Rosemary Drake, Ph.D., CSO of The Automation Partnership (TAP), explained how the company had benefited from TSB Collaborative R&D funding to develop the Sonata—a shake-flask approach for bioprocess optimization. “It has become increasingly difficult to develop complex solutions using conventional funding approaches,” she said. “The development of a cell culture system can cost millions and take several years. VCs rarely invest in capital equipment and, although a consortium approach is valuable, it is hard to align more than three companies. For Sonata, TSB supplied about £440,000 ($674,064), matched by £1million ($1.4 million) from TAP.

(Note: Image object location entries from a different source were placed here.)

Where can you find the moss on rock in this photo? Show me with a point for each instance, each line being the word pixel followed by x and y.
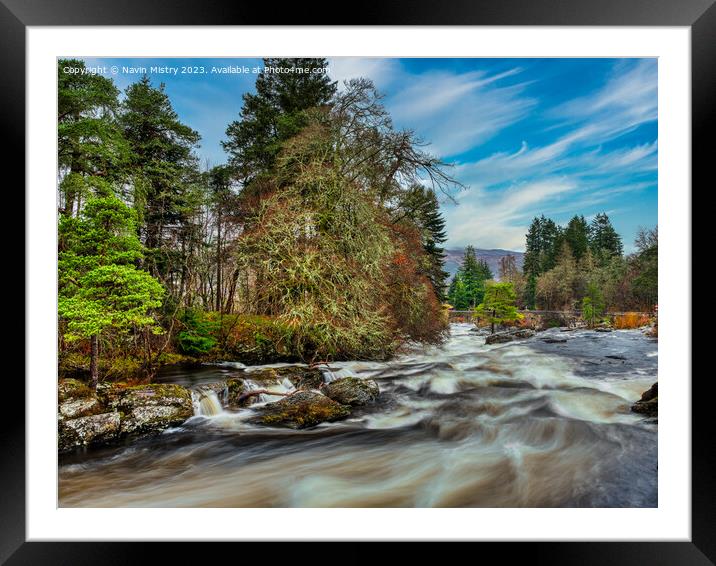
pixel 301 410
pixel 352 391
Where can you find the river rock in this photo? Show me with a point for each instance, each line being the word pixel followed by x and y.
pixel 301 410
pixel 299 376
pixel 352 391
pixel 523 333
pixel 499 338
pixel 649 403
pixel 82 407
pixel 148 409
pixel 89 430
pixel 72 389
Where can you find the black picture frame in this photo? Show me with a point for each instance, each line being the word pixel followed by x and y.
pixel 699 15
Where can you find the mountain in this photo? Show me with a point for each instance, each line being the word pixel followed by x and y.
pixel 453 259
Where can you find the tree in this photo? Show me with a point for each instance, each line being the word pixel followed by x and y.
pixel 508 268
pixel 420 206
pixel 457 293
pixel 276 112
pixel 164 174
pixel 498 306
pixel 100 287
pixel 577 236
pixel 645 283
pixel 604 241
pixel 558 287
pixel 91 148
pixel 592 304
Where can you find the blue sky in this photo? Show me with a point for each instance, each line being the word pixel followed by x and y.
pixel 528 136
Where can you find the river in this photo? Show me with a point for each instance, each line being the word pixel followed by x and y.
pixel 542 422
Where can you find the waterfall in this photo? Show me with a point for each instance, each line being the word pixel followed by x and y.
pixel 206 403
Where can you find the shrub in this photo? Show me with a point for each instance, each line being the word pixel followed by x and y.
pixel 630 320
pixel 198 336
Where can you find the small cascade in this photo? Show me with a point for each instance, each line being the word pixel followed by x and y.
pixel 206 403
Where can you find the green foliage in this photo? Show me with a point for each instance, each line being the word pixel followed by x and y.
pixel 199 335
pixel 467 288
pixel 592 305
pixel 604 241
pixel 275 113
pixel 420 206
pixel 91 148
pixel 498 306
pixel 100 287
pixel 163 172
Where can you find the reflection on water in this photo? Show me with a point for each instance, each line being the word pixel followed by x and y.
pixel 531 424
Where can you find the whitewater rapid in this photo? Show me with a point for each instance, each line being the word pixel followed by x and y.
pixel 532 423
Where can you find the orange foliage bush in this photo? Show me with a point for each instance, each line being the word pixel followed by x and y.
pixel 630 320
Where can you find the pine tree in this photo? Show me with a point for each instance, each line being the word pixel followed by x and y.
pixel 91 149
pixel 577 236
pixel 275 113
pixel 420 205
pixel 498 306
pixel 99 286
pixel 604 241
pixel 164 174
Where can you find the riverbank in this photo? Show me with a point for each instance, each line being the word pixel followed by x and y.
pixel 534 422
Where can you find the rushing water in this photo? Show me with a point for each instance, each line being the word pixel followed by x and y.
pixel 536 423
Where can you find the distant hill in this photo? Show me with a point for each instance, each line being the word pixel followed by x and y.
pixel 492 257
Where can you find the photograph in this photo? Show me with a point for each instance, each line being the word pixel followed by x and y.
pixel 357 282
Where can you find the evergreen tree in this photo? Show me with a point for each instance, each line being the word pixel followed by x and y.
pixel 508 268
pixel 577 236
pixel 457 293
pixel 91 148
pixel 498 306
pixel 99 286
pixel 645 284
pixel 163 173
pixel 604 241
pixel 285 90
pixel 420 205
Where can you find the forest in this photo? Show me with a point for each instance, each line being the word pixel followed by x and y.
pixel 568 268
pixel 320 237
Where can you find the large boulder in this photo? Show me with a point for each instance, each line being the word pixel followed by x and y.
pixel 499 338
pixel 299 376
pixel 352 391
pixel 300 410
pixel 81 407
pixel 148 409
pixel 649 403
pixel 71 389
pixel 88 431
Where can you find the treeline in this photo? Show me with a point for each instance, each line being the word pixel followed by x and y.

“This has been important for our strategic development,” Dr. Drake added. TAP has partnered in two more TSB projects—one with Intercytex on autologous cells for regenerative medicine and another with UCL on rapid automated fabrication of tissue for corneal stem cell therapy.


The Technology Strategy Board provided funding for the development of The Automation Partnership’s Sonata, which was designed to automate the cell culture of mammalian or insect cells growing in suspension in shake flasks.

Cancer Research

Bioprocessing encompasses many different types of product. Rob Williams, Ph.D., head of development projects at Cancer Research UK, said that cancer is the biggest area for drug discovery and development with potential therapies now including vaccines, targeted small molecules, antibodies, and siRNA—and there is also a huge emphasis on biomarkers. 

“Many believe that therapeutic vaccines are the holy grail in cancer,” he said. “This is a huge interest area because of relatively low cost and the specific ability to target a disseminated disease.”

Cancer Research UK spent £333 million ($474.5 million) on research in 2007–2008 and is currently involved in several cancer vaccine projects.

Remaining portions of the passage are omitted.